Thursday, March 26, 2009

Introducing the Democracy and Citizenship Blog

The Democracy and Citizenship Initiative is a continuing effort to foster active consideration by members of the Washington University (WU) community about the role of the university in a democratic society. We attempt to accomplish this in several ways: speaker series, conferences, small-group discussions. But because we are a university, and because it is a democratic society we are talking about, such conversation is ultimately meaningful only when it spreads from individuals, special events, and small groups into exchanges across a wider range of university citizens. This blog is intended as a venue for that broader conversation.

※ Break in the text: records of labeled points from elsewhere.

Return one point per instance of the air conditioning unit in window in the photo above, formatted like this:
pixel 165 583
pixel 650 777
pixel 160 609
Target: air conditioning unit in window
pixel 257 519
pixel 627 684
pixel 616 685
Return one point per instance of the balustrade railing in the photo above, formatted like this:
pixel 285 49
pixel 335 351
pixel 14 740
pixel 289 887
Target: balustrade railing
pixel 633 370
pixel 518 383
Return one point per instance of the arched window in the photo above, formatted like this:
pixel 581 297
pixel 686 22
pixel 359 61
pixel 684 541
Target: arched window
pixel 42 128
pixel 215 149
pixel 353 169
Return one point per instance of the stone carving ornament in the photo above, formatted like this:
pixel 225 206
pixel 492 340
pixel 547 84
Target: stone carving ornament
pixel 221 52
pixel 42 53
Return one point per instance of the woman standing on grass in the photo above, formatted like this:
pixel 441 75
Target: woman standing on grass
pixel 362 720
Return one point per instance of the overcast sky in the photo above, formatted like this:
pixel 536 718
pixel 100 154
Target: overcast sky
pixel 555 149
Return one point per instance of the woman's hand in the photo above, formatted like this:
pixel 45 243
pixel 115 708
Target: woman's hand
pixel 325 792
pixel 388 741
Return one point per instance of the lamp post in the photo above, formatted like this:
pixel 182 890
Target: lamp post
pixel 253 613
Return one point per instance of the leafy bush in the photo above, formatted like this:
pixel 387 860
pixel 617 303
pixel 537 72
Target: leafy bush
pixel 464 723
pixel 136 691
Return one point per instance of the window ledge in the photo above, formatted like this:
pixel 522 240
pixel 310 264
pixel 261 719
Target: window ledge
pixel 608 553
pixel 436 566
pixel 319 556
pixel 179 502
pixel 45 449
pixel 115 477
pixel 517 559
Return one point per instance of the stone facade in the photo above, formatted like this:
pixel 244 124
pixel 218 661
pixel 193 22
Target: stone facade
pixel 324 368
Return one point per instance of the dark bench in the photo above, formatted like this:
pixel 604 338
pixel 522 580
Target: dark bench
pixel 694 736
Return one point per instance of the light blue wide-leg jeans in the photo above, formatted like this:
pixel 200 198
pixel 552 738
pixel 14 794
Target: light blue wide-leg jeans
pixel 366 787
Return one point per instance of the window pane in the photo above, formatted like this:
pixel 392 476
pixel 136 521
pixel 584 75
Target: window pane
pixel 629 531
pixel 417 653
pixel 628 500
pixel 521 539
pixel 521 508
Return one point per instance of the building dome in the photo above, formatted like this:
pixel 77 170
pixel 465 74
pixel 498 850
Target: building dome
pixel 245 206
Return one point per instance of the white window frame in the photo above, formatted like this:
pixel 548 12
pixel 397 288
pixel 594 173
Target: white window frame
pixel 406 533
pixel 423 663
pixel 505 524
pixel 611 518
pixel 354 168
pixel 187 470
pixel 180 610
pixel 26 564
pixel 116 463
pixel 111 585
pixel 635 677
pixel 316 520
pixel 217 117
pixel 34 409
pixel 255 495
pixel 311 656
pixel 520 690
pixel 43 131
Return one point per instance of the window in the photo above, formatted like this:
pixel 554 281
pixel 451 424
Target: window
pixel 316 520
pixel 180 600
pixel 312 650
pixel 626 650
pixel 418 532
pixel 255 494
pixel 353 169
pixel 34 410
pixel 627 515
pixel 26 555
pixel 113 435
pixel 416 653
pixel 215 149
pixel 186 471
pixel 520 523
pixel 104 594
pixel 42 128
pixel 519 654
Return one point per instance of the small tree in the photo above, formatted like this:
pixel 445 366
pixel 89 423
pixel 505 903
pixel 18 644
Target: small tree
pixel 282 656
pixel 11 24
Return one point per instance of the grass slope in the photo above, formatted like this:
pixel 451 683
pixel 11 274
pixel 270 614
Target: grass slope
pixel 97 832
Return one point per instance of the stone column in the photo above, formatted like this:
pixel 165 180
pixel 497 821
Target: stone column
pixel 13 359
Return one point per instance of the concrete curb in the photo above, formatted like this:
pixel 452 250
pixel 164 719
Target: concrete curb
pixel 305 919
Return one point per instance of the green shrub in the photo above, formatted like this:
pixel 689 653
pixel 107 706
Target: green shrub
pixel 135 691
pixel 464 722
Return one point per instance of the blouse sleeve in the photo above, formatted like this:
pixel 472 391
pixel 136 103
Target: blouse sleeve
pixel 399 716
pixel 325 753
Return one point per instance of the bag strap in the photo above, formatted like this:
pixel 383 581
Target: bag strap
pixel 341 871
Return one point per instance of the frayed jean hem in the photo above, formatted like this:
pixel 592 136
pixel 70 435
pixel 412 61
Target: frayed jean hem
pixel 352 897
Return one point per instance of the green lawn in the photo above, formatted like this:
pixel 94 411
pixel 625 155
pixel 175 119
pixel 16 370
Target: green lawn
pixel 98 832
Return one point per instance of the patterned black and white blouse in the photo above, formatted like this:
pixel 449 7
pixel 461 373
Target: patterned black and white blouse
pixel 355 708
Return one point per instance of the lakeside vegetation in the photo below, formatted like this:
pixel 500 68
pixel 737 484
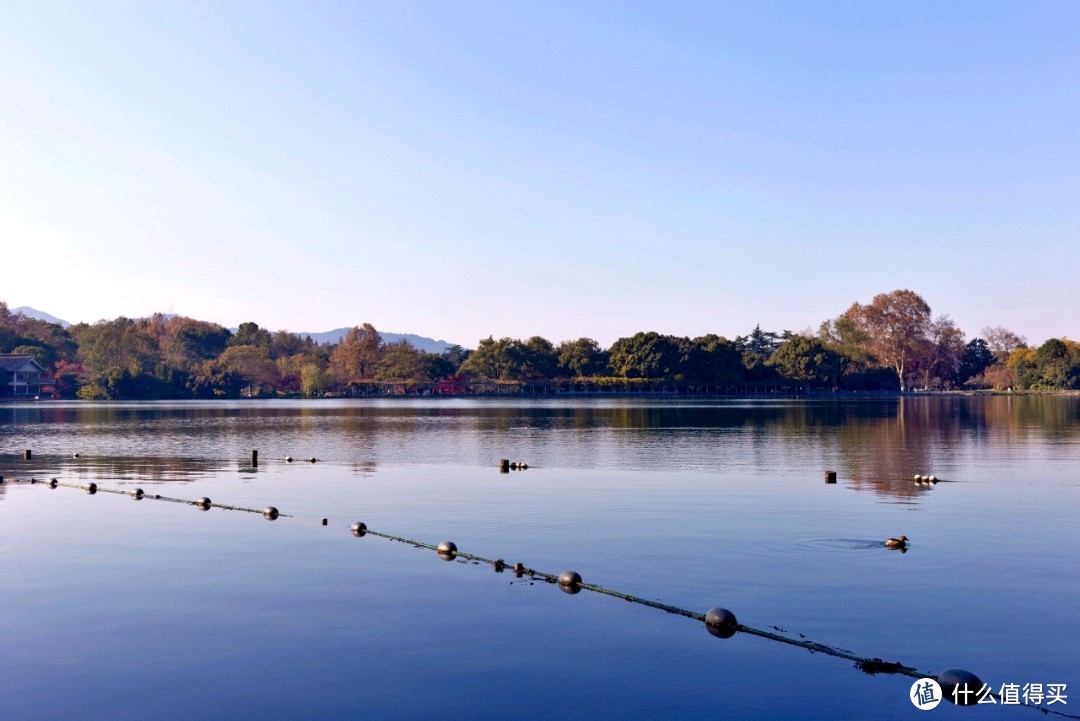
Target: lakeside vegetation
pixel 892 343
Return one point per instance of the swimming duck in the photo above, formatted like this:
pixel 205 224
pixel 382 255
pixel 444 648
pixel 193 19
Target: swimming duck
pixel 896 543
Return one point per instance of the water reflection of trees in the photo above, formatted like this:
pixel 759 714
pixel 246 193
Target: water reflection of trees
pixel 875 444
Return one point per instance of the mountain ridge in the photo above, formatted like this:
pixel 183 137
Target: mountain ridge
pixel 419 342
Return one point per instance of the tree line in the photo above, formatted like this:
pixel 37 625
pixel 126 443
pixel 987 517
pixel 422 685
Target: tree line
pixel 892 343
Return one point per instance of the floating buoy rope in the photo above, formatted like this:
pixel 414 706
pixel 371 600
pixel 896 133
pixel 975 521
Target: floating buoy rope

The blog can be read by anyone with web access. It is moderated; we welcome pertinent comments from outside the university. Our policy is to screen all posts for inappropriate or offensive content, but we fully expect to include a wide range of opinion, some of which might not reflect the policies or positions of Washington University, its College of Arts and Sciences, its program in American Culture Studies, or the management of this blog.

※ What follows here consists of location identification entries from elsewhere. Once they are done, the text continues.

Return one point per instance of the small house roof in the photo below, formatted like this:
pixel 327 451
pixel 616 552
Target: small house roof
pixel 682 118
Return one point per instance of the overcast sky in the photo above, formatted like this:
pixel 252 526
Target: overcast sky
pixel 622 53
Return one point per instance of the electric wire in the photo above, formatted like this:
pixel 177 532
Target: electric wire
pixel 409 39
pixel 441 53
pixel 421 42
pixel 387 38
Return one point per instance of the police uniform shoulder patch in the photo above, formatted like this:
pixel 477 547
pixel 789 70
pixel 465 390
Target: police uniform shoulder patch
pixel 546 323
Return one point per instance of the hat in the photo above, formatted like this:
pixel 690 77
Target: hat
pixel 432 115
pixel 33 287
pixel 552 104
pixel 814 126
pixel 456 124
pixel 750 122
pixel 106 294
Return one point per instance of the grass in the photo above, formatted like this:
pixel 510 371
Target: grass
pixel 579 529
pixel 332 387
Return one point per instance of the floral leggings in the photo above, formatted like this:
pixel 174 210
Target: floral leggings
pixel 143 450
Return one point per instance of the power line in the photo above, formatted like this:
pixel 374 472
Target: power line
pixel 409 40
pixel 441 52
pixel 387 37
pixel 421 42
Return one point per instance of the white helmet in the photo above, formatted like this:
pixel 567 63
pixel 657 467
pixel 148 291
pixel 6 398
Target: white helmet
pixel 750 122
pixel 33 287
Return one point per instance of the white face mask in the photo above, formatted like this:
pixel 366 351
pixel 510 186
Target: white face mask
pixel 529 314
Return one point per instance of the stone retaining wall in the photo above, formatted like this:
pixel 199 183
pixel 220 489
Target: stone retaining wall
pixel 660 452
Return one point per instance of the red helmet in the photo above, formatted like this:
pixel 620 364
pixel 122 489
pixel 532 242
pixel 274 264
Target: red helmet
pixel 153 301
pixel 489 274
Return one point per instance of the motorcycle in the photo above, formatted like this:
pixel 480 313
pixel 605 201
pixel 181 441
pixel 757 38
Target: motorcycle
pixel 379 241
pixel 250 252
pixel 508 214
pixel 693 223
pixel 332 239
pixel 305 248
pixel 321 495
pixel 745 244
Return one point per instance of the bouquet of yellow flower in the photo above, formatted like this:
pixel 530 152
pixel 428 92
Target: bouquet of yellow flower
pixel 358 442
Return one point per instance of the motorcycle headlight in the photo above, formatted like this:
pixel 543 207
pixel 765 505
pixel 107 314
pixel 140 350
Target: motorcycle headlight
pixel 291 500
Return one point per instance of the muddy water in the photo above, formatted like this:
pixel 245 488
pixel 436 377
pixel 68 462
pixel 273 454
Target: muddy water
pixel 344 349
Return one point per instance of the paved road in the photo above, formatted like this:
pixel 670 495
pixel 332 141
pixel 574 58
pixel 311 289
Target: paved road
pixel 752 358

Why we should care; what we need to do
The university receives both financial and moral support from society. Society expects and deserves something in return, lest it withdraw that support. To put it another way: when social support is threatened from some quarters, we need to be able to explain cogently why we are deserving of its continuation. This would be true of any institution in any society, but it is especially acute for the university in a democratic society. A democratic society has special needs: to maintain self-government, to ascertain the objective requirements of good public policy, and to ascertain the needs and interests of all citizens.

The university’s role in a democratic society, we think, involves providing for these needs in ways to which the university is specially suited. We educate citizens and provide expertise, of course. More deeply we “create knowledge,” we influence opinion, we sometimes advocate policies and provoke controversy. Also, at least as long as we hold society’s respect, we can validate or certify knowledge, expertise, and opinions. We teach not just facts and theories but also values. Our ability to do any of this rests on maintaining excellence and making good arguments, and on maintaining the proper perspective on what society expects from us and what we are competent to provide.

Much of what we do, especially outside the narrow confines of our disciplinary work (and arguably there too), we do by routine, sometimes using unexamined assumptions. The point of the Democracy and Citizenship Initiative is to get us to articulate and discuss our assumptions about what we do, why we do it, and what we don’t and should or do but shouldn’t. It is to develop our thinking about principles of what we do, and about the health of the democratic society in which we operate. We in the university should have well formed opinions about how we contribute to democratic society in the United States, and to democratic societies in general.

1 comment:

  1. The Democracy & Citizenship events seem like great opportunities to step outside our disciplinary bubbles and seek a big-picture view about higher education.

    Since one of the most significant trends in higher education is the increasing prevalence of adjunct and contingent faculty (see http://www.newfacultymajority.info/national/ among others), will this trend be addressed in any of the Democracy & Citizenship events?

    I think it would be interesting to consider how/whether the adjunctification of the faculty at Wash. U. and other higher ed institutions is compatible with what "society expects and deserves" from universities (par. 3 above).